The article that the newspaper El País published last Sunday on a double page dedicated to Lanzarote was certainly not for a Pulitzer in journalism. For someone who already knows the reality of the island, it did not offer any new information, and ...
The article that the newspaper El País published last Sunday on a double page dedicated to Lanzarote was certainly not for a Pulitzer in journalism. For someone who already knows the reality of the island, it did not offer any new information, and probably the title and some personal assessments were a bit excessive, especially in an unfortunate reference to José Francisco Reyes' young daughter. However, the facts it reflected are unfortunately what there is and what there has been on the island for too many years.
Therefore, it is regrettable to see how many have torn their clothes this week in the face of a report that, ultimately, is nothing more than a sad reflection of the reality of Lanzarote. A reality that some continue to insist on not showing, under the crude pretext of their "love" for Lanzarote. And every time the dirty laundry comes to light, they are scandalized by appealing to the "damage" that is being done to the island with the publication of these articles.
Of course, the island does not fare well in that report. But the problem is not what is written, but what happens. And the fact is that no matter how much some insist on beating around the bush and trying to confuse society, the reality is what it is, and that is what is worrying. Those who have done and continue to do damage to this island are the politicians, businessmen and officials who have contributed to having a flawed and corrupt system, and not those who try to unmask it.
To love this island is not to hide the dirty laundry under the rug so that corruption can continue to run rampant, but to aspire to a future free of crime in the institutions, which allows Lanzarote to move forward and get out of the well in which politicians have put it in recent decades.

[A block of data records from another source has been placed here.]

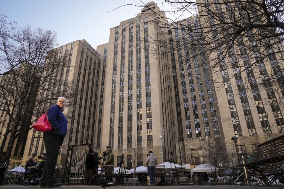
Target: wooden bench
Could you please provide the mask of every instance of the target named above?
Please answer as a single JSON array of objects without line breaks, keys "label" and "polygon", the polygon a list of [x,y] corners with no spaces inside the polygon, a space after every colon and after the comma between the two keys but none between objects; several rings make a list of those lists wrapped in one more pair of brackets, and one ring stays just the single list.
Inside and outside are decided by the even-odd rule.
[{"label": "wooden bench", "polygon": [[126,178],[124,178],[125,184],[129,184],[130,185],[137,185],[137,184],[139,183],[138,178],[128,178],[128,183],[126,182]]},{"label": "wooden bench", "polygon": [[179,177],[177,178],[177,183],[180,185],[186,185],[188,184],[187,177]]},{"label": "wooden bench", "polygon": [[62,183],[62,173],[60,168],[56,168],[54,170],[54,177],[58,183]]},{"label": "wooden bench", "polygon": [[156,165],[154,166],[154,185],[155,185],[156,177],[159,177],[164,179],[165,185],[166,185],[166,169],[164,165]]},{"label": "wooden bench", "polygon": [[101,176],[102,177],[112,177],[113,181],[113,169],[114,166],[113,165],[103,166],[101,167]]},{"label": "wooden bench", "polygon": [[169,172],[166,173],[166,178],[167,182],[167,184],[169,185],[170,183],[174,183],[174,173]]},{"label": "wooden bench", "polygon": [[[248,167],[252,169],[243,184],[249,180],[257,171],[262,176],[265,184],[270,185],[273,181],[270,179],[270,181],[267,176],[276,175],[275,173],[280,175],[284,172],[283,170],[284,169],[284,166],[281,167],[281,166],[277,166],[283,164],[281,161],[284,160],[284,135],[258,145],[255,156],[251,155],[248,158],[252,159],[250,162],[247,162],[246,159],[241,157],[247,162],[241,166]],[[266,167],[264,170],[259,168],[264,166]]]}]

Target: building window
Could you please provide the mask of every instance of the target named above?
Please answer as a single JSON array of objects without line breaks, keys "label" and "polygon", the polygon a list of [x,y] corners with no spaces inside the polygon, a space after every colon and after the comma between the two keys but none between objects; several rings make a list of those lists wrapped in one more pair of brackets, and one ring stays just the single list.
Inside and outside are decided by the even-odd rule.
[{"label": "building window", "polygon": [[199,165],[201,163],[202,159],[200,154],[201,153],[201,149],[191,150],[191,164],[193,165]]},{"label": "building window", "polygon": [[129,170],[132,168],[132,156],[127,156],[127,169]]},{"label": "building window", "polygon": [[252,151],[254,153],[256,153],[257,145],[259,144],[251,144],[251,147],[252,148]]},{"label": "building window", "polygon": [[143,165],[143,155],[140,154],[137,155],[137,167],[142,166]]},{"label": "building window", "polygon": [[245,154],[246,153],[246,146],[244,145],[238,145],[238,149],[239,151],[239,154]]}]

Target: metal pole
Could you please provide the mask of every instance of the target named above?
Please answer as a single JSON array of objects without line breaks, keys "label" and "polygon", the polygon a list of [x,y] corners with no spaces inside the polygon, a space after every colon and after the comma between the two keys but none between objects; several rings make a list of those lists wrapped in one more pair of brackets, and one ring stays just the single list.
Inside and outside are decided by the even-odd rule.
[{"label": "metal pole", "polygon": [[[268,121],[268,112],[266,111],[266,119],[267,119],[267,128],[266,128],[266,132],[267,133],[267,138],[268,140],[270,140],[271,137],[270,136],[270,126],[269,126],[269,122]],[[266,127],[265,127],[266,128]]]},{"label": "metal pole", "polygon": [[[242,163],[243,164],[244,164],[246,162],[243,160],[246,158],[246,156],[242,154]],[[247,179],[248,176],[248,169],[245,166],[243,166],[243,175],[245,176],[245,180],[246,180]],[[246,181],[246,184],[247,186],[251,185],[251,182],[249,179],[248,179]]]},{"label": "metal pole", "polygon": [[164,139],[163,136],[164,132],[163,126],[164,124],[164,123],[163,123],[161,126],[161,136],[160,136],[160,139],[161,139],[161,154],[162,156],[162,163],[164,163],[164,148],[163,147],[163,141],[164,140]]},{"label": "metal pole", "polygon": [[239,162],[239,165],[241,164],[241,162],[240,161],[240,157],[239,154],[239,150],[238,149],[238,146],[237,145],[237,141],[234,141],[235,144],[236,146],[236,150],[237,151],[237,156],[238,156],[238,161]]}]

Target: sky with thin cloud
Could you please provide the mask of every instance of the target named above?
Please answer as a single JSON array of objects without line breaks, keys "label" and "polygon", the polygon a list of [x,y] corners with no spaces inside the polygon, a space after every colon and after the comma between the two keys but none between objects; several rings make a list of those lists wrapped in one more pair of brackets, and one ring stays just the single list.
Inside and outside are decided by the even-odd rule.
[{"label": "sky with thin cloud", "polygon": [[[141,9],[123,5],[143,4],[150,1],[0,0],[0,13],[7,15],[8,20],[16,22],[18,27],[29,24],[33,28],[41,27],[56,31],[60,45],[84,39],[96,49],[97,46],[108,42],[111,28],[135,17]],[[163,10],[171,9],[168,4],[158,5]]]}]

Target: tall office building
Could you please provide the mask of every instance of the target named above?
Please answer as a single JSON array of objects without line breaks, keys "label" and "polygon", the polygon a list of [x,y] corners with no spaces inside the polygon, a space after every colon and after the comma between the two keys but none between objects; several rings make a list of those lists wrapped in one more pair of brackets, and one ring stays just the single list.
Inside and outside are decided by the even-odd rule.
[{"label": "tall office building", "polygon": [[[210,23],[205,16],[193,16],[179,24],[169,23],[165,31],[157,22],[151,21],[157,19],[166,22],[164,13],[160,10],[153,2],[148,3],[137,17],[111,29],[107,70],[112,70],[112,74],[105,79],[105,116],[97,148],[103,150],[106,145],[112,146],[118,163],[119,155],[127,154],[130,168],[134,159],[130,141],[133,143],[136,137],[141,154],[137,154],[137,163],[142,159],[144,165],[146,154],[152,149],[159,162],[160,151],[164,161],[171,151],[179,160],[178,146],[182,142],[184,163],[196,164],[201,160],[198,156],[204,139],[230,141],[235,136],[239,151],[243,152],[255,150],[258,144],[268,140],[268,133],[272,137],[280,135],[284,122],[279,97],[272,89],[260,92],[252,71],[241,72],[257,57],[238,59],[231,50],[219,66],[212,69],[213,63],[206,58],[214,59],[220,52],[207,54],[198,40],[201,34],[196,32]],[[195,32],[186,32],[185,27]],[[164,46],[158,45],[167,40]],[[190,46],[194,43],[191,40],[195,41],[194,48]],[[245,55],[243,46],[237,46],[239,54]],[[254,48],[260,50],[256,45]],[[269,58],[259,65],[258,75],[279,70],[281,61]],[[242,78],[246,77],[249,82],[245,87]],[[162,147],[161,128],[165,135]]]},{"label": "tall office building", "polygon": [[[65,70],[59,74],[59,82],[64,83],[66,81],[70,83],[70,91],[66,92],[75,94],[67,99],[66,108],[63,112],[68,120],[68,128],[58,163],[64,165],[71,145],[95,143],[102,67],[99,55],[85,40],[74,41],[57,50],[59,58],[64,53],[69,56]],[[62,86],[59,84],[59,86]],[[64,96],[64,94],[62,96]],[[34,129],[30,131],[22,164],[32,153],[40,154],[45,151],[44,142],[40,137],[42,135],[41,132]]]},{"label": "tall office building", "polygon": [[[149,40],[167,36],[157,36],[160,30],[147,22],[149,16],[154,16],[149,9],[160,11],[152,3],[136,17],[111,29],[106,65],[109,72],[104,78],[103,123],[98,132],[101,132],[102,137],[96,147],[104,150],[107,145],[112,146],[117,164],[120,155],[124,154],[129,168],[132,167],[134,156],[138,164],[143,162],[145,165],[150,150],[162,162],[161,144],[166,149],[162,154],[164,159],[175,150],[171,73],[165,69],[167,57],[150,52],[151,48],[162,48]],[[162,143],[161,128],[164,130]],[[138,149],[136,154],[131,152],[133,145]]]},{"label": "tall office building", "polygon": [[[205,140],[230,140],[235,136],[239,150],[244,152],[267,140],[268,133],[272,137],[282,134],[279,97],[272,89],[258,90],[255,76],[265,78],[266,72],[278,71],[281,61],[271,56],[258,66],[257,73],[242,72],[255,60],[245,56],[235,58],[236,52],[231,51],[217,70],[212,69],[212,63],[205,57],[213,58],[220,52],[206,54],[197,40],[200,34],[186,32],[183,27],[197,31],[209,22],[198,17],[202,16],[181,21],[181,24],[167,23],[165,30],[151,21],[167,23],[164,12],[151,1],[136,17],[111,28],[109,43],[98,46],[97,53],[84,40],[59,48],[70,53],[68,72],[62,77],[73,81],[78,94],[68,100],[68,133],[59,162],[64,164],[70,145],[89,143],[101,154],[111,145],[115,166],[122,154],[128,168],[134,161],[145,166],[150,150],[159,163],[162,158],[169,160],[172,152],[175,160],[196,164]],[[245,55],[241,43],[237,46],[235,50]],[[217,84],[220,83],[222,87]],[[29,137],[40,135],[32,130]],[[25,157],[35,149],[44,151],[42,140],[28,140]],[[180,150],[183,155],[179,158]]]}]

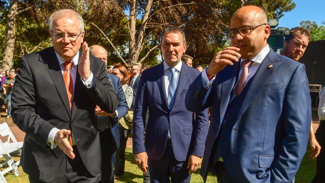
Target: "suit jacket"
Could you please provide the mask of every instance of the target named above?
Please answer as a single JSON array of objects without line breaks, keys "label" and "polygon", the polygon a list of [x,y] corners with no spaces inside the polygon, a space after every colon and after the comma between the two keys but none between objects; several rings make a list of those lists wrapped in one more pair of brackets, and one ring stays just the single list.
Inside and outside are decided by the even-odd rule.
[{"label": "suit jacket", "polygon": [[[160,159],[165,152],[170,124],[176,160],[184,161],[189,154],[202,156],[208,128],[208,110],[197,112],[194,119],[194,113],[185,108],[186,94],[199,74],[195,69],[182,64],[174,106],[170,109],[163,63],[144,71],[138,85],[134,113],[134,153],[146,152],[150,158]],[[144,143],[147,108],[149,118]]]},{"label": "suit jacket", "polygon": [[[133,98],[132,98],[132,107],[134,108],[134,102],[136,101],[136,90],[138,90],[138,84],[139,82],[139,80],[140,80],[140,78],[141,76],[139,75],[136,77],[136,80],[134,80],[134,84],[133,84],[133,87],[132,87],[132,88],[133,89]],[[130,86],[131,86],[131,82],[132,81],[132,80],[133,80],[133,78],[134,76],[132,76],[132,78],[130,79],[130,82],[128,83],[128,85]]]},{"label": "suit jacket", "polygon": [[205,180],[214,141],[225,128],[222,123],[234,114],[231,134],[226,136],[230,152],[226,160],[222,158],[232,162],[225,164],[234,182],[290,182],[306,151],[310,126],[304,66],[271,50],[250,81],[238,112],[226,114],[239,70],[239,63],[234,64],[219,72],[208,90],[199,76],[186,94],[189,110],[211,108],[201,174]]},{"label": "suit jacket", "polygon": [[113,86],[114,90],[118,93],[120,98],[120,104],[118,104],[118,106],[116,110],[118,115],[118,118],[113,118],[108,117],[108,120],[110,120],[109,124],[110,132],[112,133],[112,136],[113,138],[113,144],[114,144],[114,148],[115,150],[118,150],[120,147],[120,128],[118,120],[120,120],[121,118],[126,116],[128,113],[128,104],[126,104],[126,96],[124,95],[124,92],[123,92],[123,89],[122,88],[122,85],[121,84],[120,78],[109,73],[108,73],[108,79]]},{"label": "suit jacket", "polygon": [[12,91],[12,114],[14,122],[26,132],[22,166],[24,172],[34,178],[50,182],[66,158],[58,146],[52,150],[46,144],[48,134],[54,127],[72,130],[87,170],[93,176],[100,172],[95,107],[98,105],[112,112],[118,101],[104,62],[92,56],[90,59],[93,86],[86,88],[77,72],[71,111],[53,47],[22,58]]}]

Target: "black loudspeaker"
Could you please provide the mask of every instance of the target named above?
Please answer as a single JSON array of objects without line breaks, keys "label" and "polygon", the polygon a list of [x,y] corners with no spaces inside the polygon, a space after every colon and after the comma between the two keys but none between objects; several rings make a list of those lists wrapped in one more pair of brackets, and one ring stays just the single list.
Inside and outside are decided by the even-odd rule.
[{"label": "black loudspeaker", "polygon": [[306,66],[310,84],[325,84],[325,40],[310,42],[299,62]]}]

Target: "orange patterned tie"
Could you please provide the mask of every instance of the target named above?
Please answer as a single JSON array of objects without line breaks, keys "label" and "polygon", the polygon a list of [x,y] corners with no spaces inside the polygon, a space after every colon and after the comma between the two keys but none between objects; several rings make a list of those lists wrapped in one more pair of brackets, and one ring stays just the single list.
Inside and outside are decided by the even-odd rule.
[{"label": "orange patterned tie", "polygon": [[[68,94],[68,98],[69,100],[69,104],[70,105],[70,110],[72,109],[72,102],[73,100],[74,94],[74,82],[70,74],[70,70],[73,64],[72,62],[66,62],[63,64],[64,65],[64,72],[63,73],[63,78],[64,80],[64,85],[66,85],[66,90]],[[72,146],[72,134],[69,138],[69,143]]]},{"label": "orange patterned tie", "polygon": [[249,60],[246,60],[242,62],[242,72],[239,81],[238,81],[237,86],[234,88],[234,93],[237,96],[240,94],[240,92],[245,87],[245,82],[246,82],[246,80],[247,80],[248,76],[248,67],[252,63],[252,62]]}]

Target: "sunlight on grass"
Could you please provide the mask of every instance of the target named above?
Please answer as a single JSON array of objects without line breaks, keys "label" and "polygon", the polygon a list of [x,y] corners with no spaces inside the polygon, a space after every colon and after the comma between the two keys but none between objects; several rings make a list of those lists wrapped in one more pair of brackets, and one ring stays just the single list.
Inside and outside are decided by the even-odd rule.
[{"label": "sunlight on grass", "polygon": [[[305,155],[302,166],[300,166],[297,174],[296,175],[296,183],[310,182],[314,177],[316,168],[316,160],[311,160],[308,158],[309,153]],[[19,157],[12,157],[14,160],[16,162],[19,160]],[[132,154],[131,148],[126,148],[126,172],[123,176],[120,177],[120,180],[116,182],[116,183],[142,183],[143,182],[142,172],[135,164],[134,158]],[[4,161],[4,158],[0,158],[0,162]],[[11,172],[6,174],[4,177],[8,183],[24,183],[28,182],[28,176],[24,173],[22,169],[22,166],[19,166],[19,170],[20,172],[20,176],[16,176]],[[1,168],[2,170],[4,168]],[[203,180],[199,174],[198,170],[196,174],[192,175],[191,182],[200,183],[202,182]],[[216,182],[216,177],[212,176],[210,174],[208,176],[206,182]]]}]

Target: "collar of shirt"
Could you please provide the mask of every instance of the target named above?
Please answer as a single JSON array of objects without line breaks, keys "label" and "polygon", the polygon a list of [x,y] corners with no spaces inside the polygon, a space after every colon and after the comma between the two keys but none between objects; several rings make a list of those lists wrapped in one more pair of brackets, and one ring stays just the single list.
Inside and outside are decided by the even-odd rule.
[{"label": "collar of shirt", "polygon": [[[61,57],[61,56],[59,56],[56,52],[56,58],[58,58],[58,64],[61,66],[62,65],[64,62],[66,62],[65,60],[64,60]],[[79,52],[76,52],[76,56],[74,56],[74,57],[72,59],[71,62],[72,62],[72,63],[74,63],[74,64],[76,66],[78,65],[78,61],[79,60]]]},{"label": "collar of shirt", "polygon": [[[180,72],[180,69],[182,68],[182,60],[178,62],[174,67],[176,69],[176,70],[178,70],[178,72]],[[170,66],[167,64],[167,63],[166,63],[164,61],[164,71],[166,71],[166,70],[168,70],[168,68],[170,68]]]},{"label": "collar of shirt", "polygon": [[[268,52],[270,50],[270,46],[268,46],[268,44],[266,44],[265,47],[262,49],[262,50],[256,55],[255,56],[255,57],[252,58],[250,59],[250,60],[253,61],[252,64],[262,64],[262,62],[265,58],[265,57],[266,56],[266,55],[268,54]],[[244,59],[244,58],[241,58],[240,59],[240,66],[242,66],[242,62],[248,59]]]}]

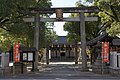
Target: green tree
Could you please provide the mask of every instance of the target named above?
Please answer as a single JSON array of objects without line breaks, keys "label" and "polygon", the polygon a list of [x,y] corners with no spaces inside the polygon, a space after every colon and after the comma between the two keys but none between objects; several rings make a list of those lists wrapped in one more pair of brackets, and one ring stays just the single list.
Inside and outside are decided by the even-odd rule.
[{"label": "green tree", "polygon": [[95,0],[99,7],[101,22],[106,23],[105,27],[109,35],[120,34],[120,0]]},{"label": "green tree", "polygon": [[[80,2],[76,3],[77,7],[85,7]],[[95,13],[85,13],[85,16],[97,16]],[[79,14],[72,13],[69,17],[79,17]],[[99,28],[99,21],[98,22],[86,22],[85,29],[86,29],[86,39],[87,41],[95,38],[98,34]],[[80,22],[66,22],[64,25],[64,30],[68,31],[68,40],[70,42],[80,41]]]}]

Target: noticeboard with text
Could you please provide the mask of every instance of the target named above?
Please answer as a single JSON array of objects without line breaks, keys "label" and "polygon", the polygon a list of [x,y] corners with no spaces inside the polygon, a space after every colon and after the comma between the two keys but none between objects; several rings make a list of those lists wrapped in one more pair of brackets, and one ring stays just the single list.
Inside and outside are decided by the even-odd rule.
[{"label": "noticeboard with text", "polygon": [[102,62],[109,62],[109,42],[102,42]]},{"label": "noticeboard with text", "polygon": [[14,44],[14,62],[20,62],[20,43],[16,42]]}]

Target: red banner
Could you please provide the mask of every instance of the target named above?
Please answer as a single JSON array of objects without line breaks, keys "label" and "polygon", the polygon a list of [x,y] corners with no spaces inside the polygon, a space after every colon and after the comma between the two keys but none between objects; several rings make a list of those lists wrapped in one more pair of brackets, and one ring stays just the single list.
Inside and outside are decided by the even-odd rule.
[{"label": "red banner", "polygon": [[20,43],[14,44],[14,62],[20,62]]},{"label": "red banner", "polygon": [[109,42],[102,42],[102,62],[109,62]]}]

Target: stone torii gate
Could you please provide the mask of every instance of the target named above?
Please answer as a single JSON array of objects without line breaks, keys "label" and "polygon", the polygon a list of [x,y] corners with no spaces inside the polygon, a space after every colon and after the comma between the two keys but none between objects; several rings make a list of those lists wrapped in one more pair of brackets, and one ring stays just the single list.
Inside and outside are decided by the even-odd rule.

Some would like to be able to silence the media, and for citizens to be unaware of the reality, but fortunately the times of dictatorship were left behind years ago in Spain.
Parties like the PIL can decide not to answer calls from a media outlet like La Voz de Lanzarote and Radio Lanzarote, no matter how much they have public positions obliged to respond to citizens through the media, but they cannot stop either the investigations of the Justice or the work of criticism and denunciation of the media.
Marbella, Valencia, Baleares? In Spain, rivers of ink have been written with different corruption scandals, and precisely the strange thing is not that a national media outlet also sets its sights on Lanzarote, but that until now there has not been more talk about the situation on this island. Therefore, because they have not followed in detail the judicial day-to-day of Lanzarote, especially intense in the last two years, compiling everything that has happened in this time would give for much more than a double page in a national newspaper.
Can anyone imagine a citizen, a journalist or even a politician from Marbella, who is not Julián Muñoz, Roca or anyone from the clan of those affected and accused, questioning the reports that El País, El Mundo, ABC or La Razón dedicate to Operation "Malaya"? And why do we assume here that they do it as if it were something normal? As if the normal thing was to silence the reality of Lanzarote. As if the last two years had not existed, and it was still possible to continue with the fallacy that only little papers were missing.
The problem is that while in Marbella the citizens took to the streets to boo those responsible for the looting, in Lanzarote we put up with inadmissible resignation that two councilors who have admitted to having received bribes are applauded (literally), as happened when José Miguel Rodríguez and Ubaldo Becerra left prison and returned to the Arrecife plenary session to vote on a motion of censure. And of course, we see how many politicians continue to insist on making it seem that the corruption they know so well is just an "invention" that should not be talked about too much, lest citizens finally open their eyes one day.
Lanzarote, unfortunately, is like that. And although Dimas Martín should head a list of people declared persona non grata on the island, instead of that, we see how they present his children as the heirs of the Messiah, and they even allow themselves the luxury of coming to explain now how to save the public company that they strived to sink for years.
Curiously, the plan presented by Fabián Martín coincides too much with the one described by the UCO agents in the summary of the Unión case, following the conversations intercepted from the PIL leader. And in this case, for once, the PIL agrees with the UCO: effectively, they intend to sell Inalsa, or at least part of it, to a private company. However, many would have preferred that instead of explaining his plans for Inalsa, Fabián Martín clarified other aspects of the summary, such as the almost 10 million euros that, according to the investigation, his father accumulated in recent years. Will it also be the result of his deep love for Lanzarote?